The life flow exercise for annual reflection

  • Draw a horizontal timeline with months as the x-axis; plot subjective highs and lows for each month.
  • The shape of the curve reveals patterns — not just events.
  • Look for themes in the peaks: connection, creative flow, learning, physical wellbeing.
  • Look for themes in the troughs: what recurring condition (overload, health, isolation) drove them down?
  • Ask what you could tweak — not eliminate — to reduce the depth of next year's troughs.
  • Recency bias distorts memory; going month by month counteracts it.

Tools for tracking the year as it happens

  • A month-at-a-glance diary lets you flag significant events with simple symbols (sunshine, heart) rather than requiring daily writing.
  • A Google Calendar review works as a substitute — revisit it in December to reconstruct the arc.
  • A sentence-a-day five-year diary builds a comparable record with minimal daily effort; after year one it shows you the same date in prior years.
  • A full-year wall calendar (e.g. Neu Year) gives a visual at-a-glance record you can stick on the fridge.

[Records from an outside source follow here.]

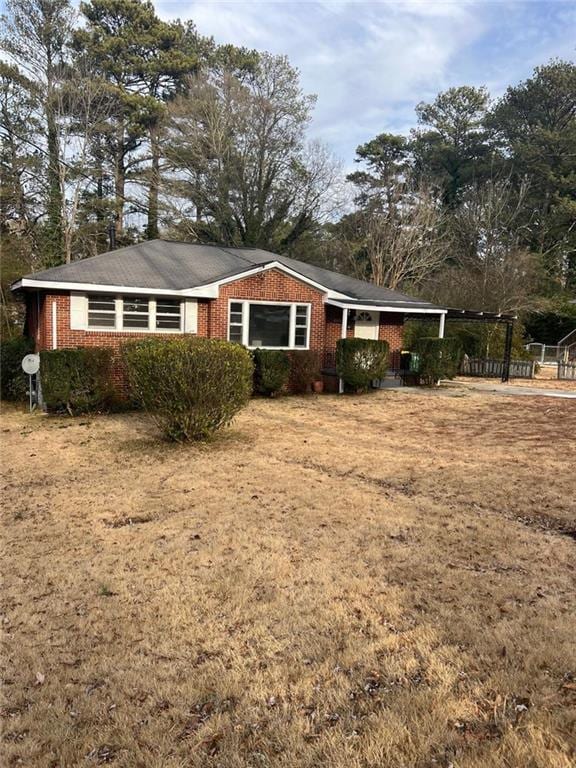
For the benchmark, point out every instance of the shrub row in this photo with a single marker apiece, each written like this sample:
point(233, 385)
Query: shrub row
point(276, 371)
point(439, 358)
point(13, 380)
point(77, 381)
point(191, 387)
point(359, 362)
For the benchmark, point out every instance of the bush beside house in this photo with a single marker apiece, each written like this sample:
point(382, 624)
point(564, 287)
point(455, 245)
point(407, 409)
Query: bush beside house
point(359, 362)
point(304, 370)
point(13, 380)
point(439, 358)
point(191, 387)
point(271, 371)
point(77, 381)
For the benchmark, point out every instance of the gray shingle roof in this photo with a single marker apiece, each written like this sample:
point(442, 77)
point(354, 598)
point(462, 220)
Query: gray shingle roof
point(171, 265)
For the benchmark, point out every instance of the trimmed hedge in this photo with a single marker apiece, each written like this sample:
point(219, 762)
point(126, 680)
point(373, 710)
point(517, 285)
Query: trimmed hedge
point(13, 380)
point(191, 387)
point(439, 358)
point(271, 371)
point(361, 361)
point(304, 370)
point(76, 381)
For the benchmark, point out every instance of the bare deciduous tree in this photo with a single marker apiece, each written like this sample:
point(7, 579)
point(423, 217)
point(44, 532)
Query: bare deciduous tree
point(237, 150)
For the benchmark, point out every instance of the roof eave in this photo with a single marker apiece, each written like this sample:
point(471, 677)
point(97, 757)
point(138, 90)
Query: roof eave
point(386, 306)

Reflection questions worth keeping

  • What moments of joy did I experience, and who was I with?
  • What strengths did I discover in myself?
  • What were the most valuable lessons, and what did each teach me?
  • What was the best thing that happened each month? (Fights recency bias.)
  • In what ways did I positively impact others?
  • What is truly essential for me now — and therefore what should I let go of?

Dom Price's five Ls framework

A shareable retrospective format that works for individuals and teams:

  1. Love — what did I love this year?
  2. Loathe — what did I loathe?
  3. Lessons — what did I learn?
  4. Long for — what did I wish for?
  5. Laugh — when did I belly laugh?

Works well as a team retrospective at year-end; doing it across a group surfaces things individuals miss alone.

Setting an intention instead of resolutions

  • New Year's resolutions have near-100% fail rates for many people.
  • An intention is a single word or feeling that acts as a North Star — e.g. space, simplicity, connection.
  • Derive the intention directly from the life flow: what quality, if present all year, would have raised the troughs and sustained the peaks?
  • The intention serves as an antidote — if burnout was the recurring trough, the intention might be ease or freedom.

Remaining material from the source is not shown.